During the winter our mailbox is filled with flyers for farm equipment auctions. Usually auctions are in person, but over the last few years we’ve been attending more online auctions.

There’s something about a live auction. Usually you know the farmer and it’s either a retirement or estate sale. You can see the equipment, sit in the cab, and turn it on. During the sale, the crowd talks about the prices, weather, and crops while they wait for the lot they’re interested in. The musical chant of an auctioneer pulls you in as they get the crowd motivated to bid, playing bidders against each other until the final gavel. Spotters scan the crowd for bids and let out their own unique call when they’ve caught the nod of head or another indicator the price has been raised. 

There are still some live auctions being held, but more of the flyers arriving are for online auctions – which aren’t new for the industry but relatively new to us.   

Two years ago, we bought a tractor during a live online auction. It’s almost like being there in person, except you are participating on the computer or your phone. You can hear the auctioneer and still get pulled into the excitement of the bidding. From a chair in the farm office, we bought a tractor out of the Midwest.
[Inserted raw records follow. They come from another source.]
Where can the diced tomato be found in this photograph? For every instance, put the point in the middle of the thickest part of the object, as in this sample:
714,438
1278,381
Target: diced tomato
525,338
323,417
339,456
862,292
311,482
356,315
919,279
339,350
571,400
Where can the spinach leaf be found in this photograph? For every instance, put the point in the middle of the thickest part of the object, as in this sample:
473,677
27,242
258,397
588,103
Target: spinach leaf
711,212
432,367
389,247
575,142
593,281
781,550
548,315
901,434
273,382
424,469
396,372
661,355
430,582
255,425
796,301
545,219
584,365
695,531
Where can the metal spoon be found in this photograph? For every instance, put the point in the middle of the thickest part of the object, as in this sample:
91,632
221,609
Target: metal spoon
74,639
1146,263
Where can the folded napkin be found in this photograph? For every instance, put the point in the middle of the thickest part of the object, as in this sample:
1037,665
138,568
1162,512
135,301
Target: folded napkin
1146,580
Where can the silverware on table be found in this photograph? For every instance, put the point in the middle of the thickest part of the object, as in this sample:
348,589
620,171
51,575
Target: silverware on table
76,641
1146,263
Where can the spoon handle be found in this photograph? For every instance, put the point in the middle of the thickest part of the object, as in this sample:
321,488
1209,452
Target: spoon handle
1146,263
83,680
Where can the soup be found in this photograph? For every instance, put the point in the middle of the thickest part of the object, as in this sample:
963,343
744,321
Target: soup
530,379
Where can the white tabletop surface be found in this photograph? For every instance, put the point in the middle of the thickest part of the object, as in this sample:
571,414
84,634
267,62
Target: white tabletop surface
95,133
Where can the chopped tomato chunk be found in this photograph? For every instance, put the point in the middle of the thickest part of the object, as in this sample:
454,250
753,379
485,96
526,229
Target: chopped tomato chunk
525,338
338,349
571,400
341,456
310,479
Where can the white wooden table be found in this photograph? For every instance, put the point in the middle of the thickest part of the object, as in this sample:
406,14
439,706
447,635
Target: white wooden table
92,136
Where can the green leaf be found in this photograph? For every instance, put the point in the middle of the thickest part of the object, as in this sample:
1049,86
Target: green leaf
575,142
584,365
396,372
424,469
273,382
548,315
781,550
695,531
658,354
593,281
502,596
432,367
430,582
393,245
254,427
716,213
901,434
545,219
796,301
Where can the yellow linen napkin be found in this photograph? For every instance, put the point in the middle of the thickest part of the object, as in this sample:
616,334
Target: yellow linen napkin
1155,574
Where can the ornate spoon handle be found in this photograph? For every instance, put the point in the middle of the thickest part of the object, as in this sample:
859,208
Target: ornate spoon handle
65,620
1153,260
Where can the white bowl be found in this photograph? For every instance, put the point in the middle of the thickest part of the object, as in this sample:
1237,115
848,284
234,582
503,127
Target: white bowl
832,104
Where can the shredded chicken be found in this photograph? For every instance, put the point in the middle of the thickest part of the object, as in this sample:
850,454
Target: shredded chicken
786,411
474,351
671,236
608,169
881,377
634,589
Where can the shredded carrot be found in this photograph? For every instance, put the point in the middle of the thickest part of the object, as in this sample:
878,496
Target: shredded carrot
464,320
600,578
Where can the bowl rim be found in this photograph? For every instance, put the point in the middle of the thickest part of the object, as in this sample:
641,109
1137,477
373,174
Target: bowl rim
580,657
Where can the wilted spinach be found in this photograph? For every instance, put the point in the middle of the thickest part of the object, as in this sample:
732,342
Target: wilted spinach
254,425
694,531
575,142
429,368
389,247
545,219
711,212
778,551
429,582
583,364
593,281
This year we participated in our first timed online auction. It reminded me of eBay: Bidding opens on a certain day and stays open for a week or more. You know what time the bidding closes, but it’s a soft close so if a bid comes in during the last minute, the auction is extended to allow for someone to raise it. The lots time out throughout the day, so, just like a live auction, you can watch it all day. Unlike a live auction, you know when the lot you’re interested in will close, so you don’t have to wait around for your item to come up. 

I can see advantages to timed online auctions. Equipment up for bid can be anywhere. The recent sale I mentioned had equipment listed that was spread across the United States. While you can’t sit in the driver’s seat, the listings have detailed photos and videos so you can see and hear the equipment running. You can bid from the field and don’t have to miss a day’s work to attend.

While online auctions have benefits, I hope the days of live auctions aren’t over. The call of the auctioneer, murmur of the crowd, and excitement of watching it live can’t be replaced by a screen.